Congress approved and President Barack Obama signed into law a bill last year that ends the ban. But implementation will not begin until 60 days after the president and Pentagon leaders agree the military is ready for the change. At a House hearing this month, military leaders said they expect to implement repeal by summer's end.

In January, Pawlenty was the first socially conservative Republican to say that as president he would fight for the law's return.

On the radio program of the American Family Association's (AFA) Bryan Fischer, Pawlenty said he would sign such a bill.

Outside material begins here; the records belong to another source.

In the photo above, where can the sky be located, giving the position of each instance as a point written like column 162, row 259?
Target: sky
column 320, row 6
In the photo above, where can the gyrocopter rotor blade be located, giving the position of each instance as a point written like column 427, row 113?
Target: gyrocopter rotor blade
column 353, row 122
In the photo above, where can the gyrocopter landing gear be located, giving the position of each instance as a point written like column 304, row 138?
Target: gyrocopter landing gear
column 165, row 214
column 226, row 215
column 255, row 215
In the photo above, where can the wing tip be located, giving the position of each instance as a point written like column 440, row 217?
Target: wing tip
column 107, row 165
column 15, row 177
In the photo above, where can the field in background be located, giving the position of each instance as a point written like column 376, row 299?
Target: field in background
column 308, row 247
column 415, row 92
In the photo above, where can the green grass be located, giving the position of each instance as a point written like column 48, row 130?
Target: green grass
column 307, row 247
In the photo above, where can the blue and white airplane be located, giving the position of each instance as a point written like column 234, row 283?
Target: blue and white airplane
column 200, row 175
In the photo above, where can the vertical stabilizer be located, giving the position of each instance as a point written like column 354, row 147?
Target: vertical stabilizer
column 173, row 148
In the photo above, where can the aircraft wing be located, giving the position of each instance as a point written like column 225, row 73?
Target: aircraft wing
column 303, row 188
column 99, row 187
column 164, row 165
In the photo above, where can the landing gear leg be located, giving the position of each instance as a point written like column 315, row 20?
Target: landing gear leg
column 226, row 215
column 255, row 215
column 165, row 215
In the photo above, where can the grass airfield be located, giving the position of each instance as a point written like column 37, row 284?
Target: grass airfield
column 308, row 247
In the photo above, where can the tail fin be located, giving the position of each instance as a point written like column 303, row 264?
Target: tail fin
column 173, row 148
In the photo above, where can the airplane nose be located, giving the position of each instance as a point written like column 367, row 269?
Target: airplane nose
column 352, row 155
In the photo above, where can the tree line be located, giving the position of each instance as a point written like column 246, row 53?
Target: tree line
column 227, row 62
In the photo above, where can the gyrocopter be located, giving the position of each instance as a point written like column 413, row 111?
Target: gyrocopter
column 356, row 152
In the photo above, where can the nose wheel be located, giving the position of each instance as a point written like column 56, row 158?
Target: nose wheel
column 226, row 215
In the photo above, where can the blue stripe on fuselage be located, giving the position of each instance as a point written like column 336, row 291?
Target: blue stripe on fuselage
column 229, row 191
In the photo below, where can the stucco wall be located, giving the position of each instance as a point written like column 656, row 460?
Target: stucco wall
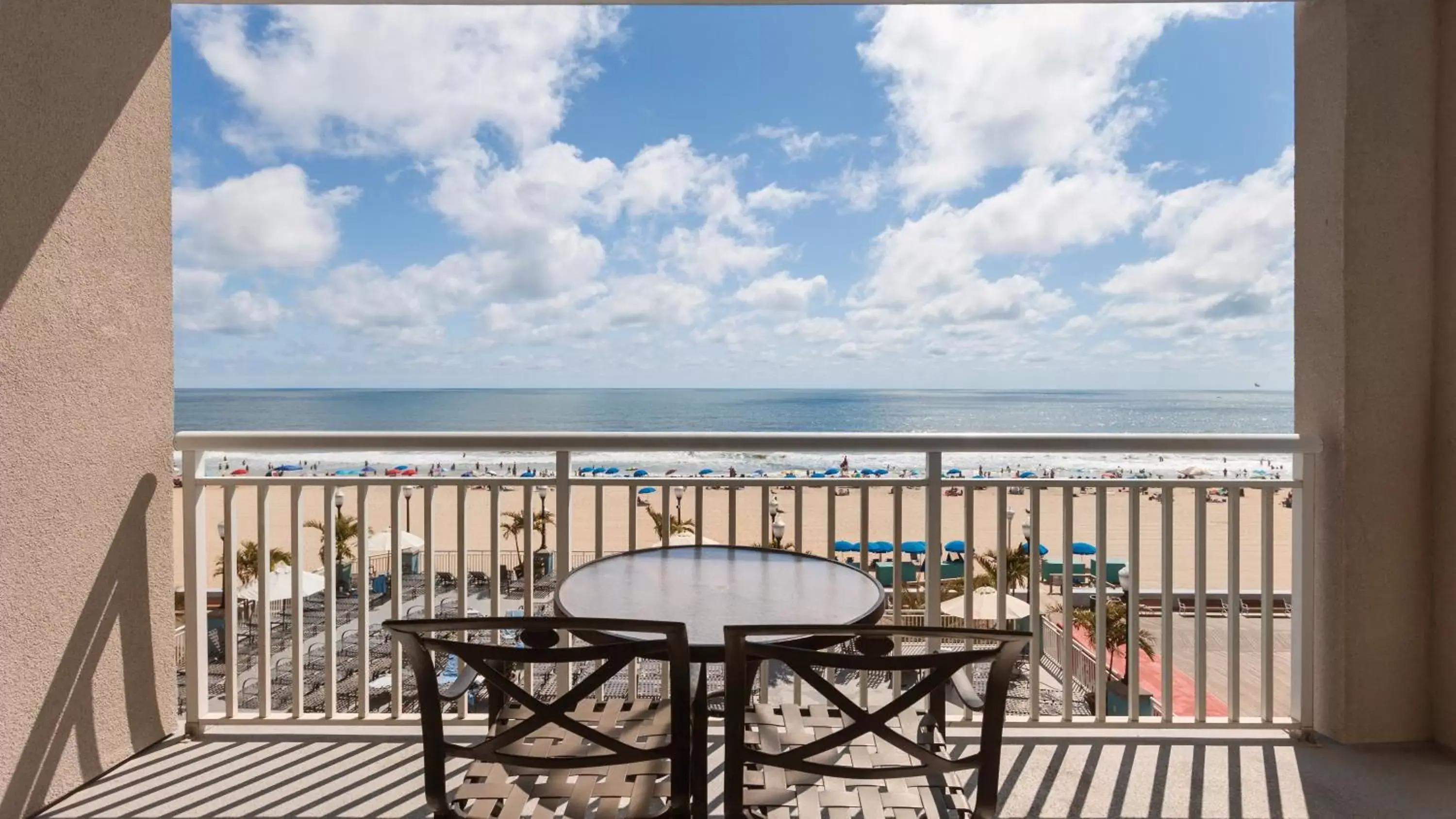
column 1365, row 133
column 85, row 392
column 1443, row 399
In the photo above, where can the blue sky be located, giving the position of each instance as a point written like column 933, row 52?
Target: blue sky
column 801, row 197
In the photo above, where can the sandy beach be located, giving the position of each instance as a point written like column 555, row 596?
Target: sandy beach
column 619, row 511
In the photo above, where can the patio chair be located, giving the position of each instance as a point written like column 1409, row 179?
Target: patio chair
column 785, row 760
column 574, row 754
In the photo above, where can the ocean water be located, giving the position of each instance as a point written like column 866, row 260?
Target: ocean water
column 739, row 410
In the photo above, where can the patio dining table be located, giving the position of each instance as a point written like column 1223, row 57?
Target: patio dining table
column 710, row 587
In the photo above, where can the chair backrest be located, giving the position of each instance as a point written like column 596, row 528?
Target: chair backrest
column 482, row 654
column 873, row 649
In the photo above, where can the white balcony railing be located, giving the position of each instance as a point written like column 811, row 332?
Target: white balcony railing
column 322, row 656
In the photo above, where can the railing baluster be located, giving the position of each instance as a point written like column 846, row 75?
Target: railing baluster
column 397, row 592
column 1267, row 603
column 1167, row 620
column 932, row 543
column 733, row 512
column 1034, row 588
column 864, row 566
column 563, row 568
column 698, row 515
column 600, row 521
column 763, row 520
column 1200, row 604
column 1133, row 598
column 496, row 575
column 1068, row 601
column 1235, row 603
column 667, row 515
column 1002, row 536
column 296, row 632
column 462, row 581
column 829, row 523
column 231, row 600
column 1302, row 645
column 331, row 601
column 430, row 552
column 362, row 584
column 896, row 584
column 263, row 613
column 1100, row 581
column 194, row 587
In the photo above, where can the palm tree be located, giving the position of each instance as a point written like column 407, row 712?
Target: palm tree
column 346, row 530
column 676, row 525
column 248, row 560
column 512, row 527
column 1116, row 636
column 514, row 524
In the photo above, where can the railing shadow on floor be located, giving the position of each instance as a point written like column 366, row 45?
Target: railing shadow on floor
column 369, row 774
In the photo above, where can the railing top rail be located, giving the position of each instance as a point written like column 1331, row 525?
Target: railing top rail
column 742, row 441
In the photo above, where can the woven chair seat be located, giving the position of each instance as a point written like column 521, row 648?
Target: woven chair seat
column 782, row 795
column 643, row 789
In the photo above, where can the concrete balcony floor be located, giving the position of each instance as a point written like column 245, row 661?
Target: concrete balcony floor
column 376, row 771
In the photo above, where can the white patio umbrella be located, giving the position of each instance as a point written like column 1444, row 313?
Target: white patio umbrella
column 689, row 539
column 280, row 585
column 983, row 606
column 383, row 540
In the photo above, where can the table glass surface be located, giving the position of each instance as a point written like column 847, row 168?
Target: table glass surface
column 711, row 587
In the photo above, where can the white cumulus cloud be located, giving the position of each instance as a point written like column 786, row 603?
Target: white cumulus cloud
column 268, row 219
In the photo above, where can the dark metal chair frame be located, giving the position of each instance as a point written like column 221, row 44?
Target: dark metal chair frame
column 937, row 671
column 490, row 662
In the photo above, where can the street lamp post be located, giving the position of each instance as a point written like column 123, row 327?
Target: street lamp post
column 1125, row 579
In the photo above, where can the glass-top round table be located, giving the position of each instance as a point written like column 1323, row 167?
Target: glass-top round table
column 710, row 587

“I've been a public supporter of maintaining 'Don't Ask, Don't Tell' and I would support reinstating it as well,” Pawlenty said.

Huckabee backed the idea last month.

“I would – because that's really what the military wants. There's been some talk that the military is fine with having same-sex orientation people,” he told the AFA's One News Now. “But if you really surveyed the combat troops, that is not at all the case.”

The former Baptist minister added that soldiers, not politicians, should decide the issue.

“I don't think that these are decisions that politicians should make,” he said. “These are decisions that soldiers should make. And when the soldiers in the foxholes make the decisions, they choose something different – and we should listen to them.”

Days later, on Fischer's program, Haley Barbour joined the chorus, saying that an “amorous mindset” would interfere with critical decision making on the battlefield.

“When you're under fire and people are living and dying of split-second decisions you don't need any kind of amorous mindset that can affect saving people's lives and killing bad guys,” Barbour told his host. “You look at the data and it is the foot soldier that is the person who is out there, boots on the ground, who was most against this.”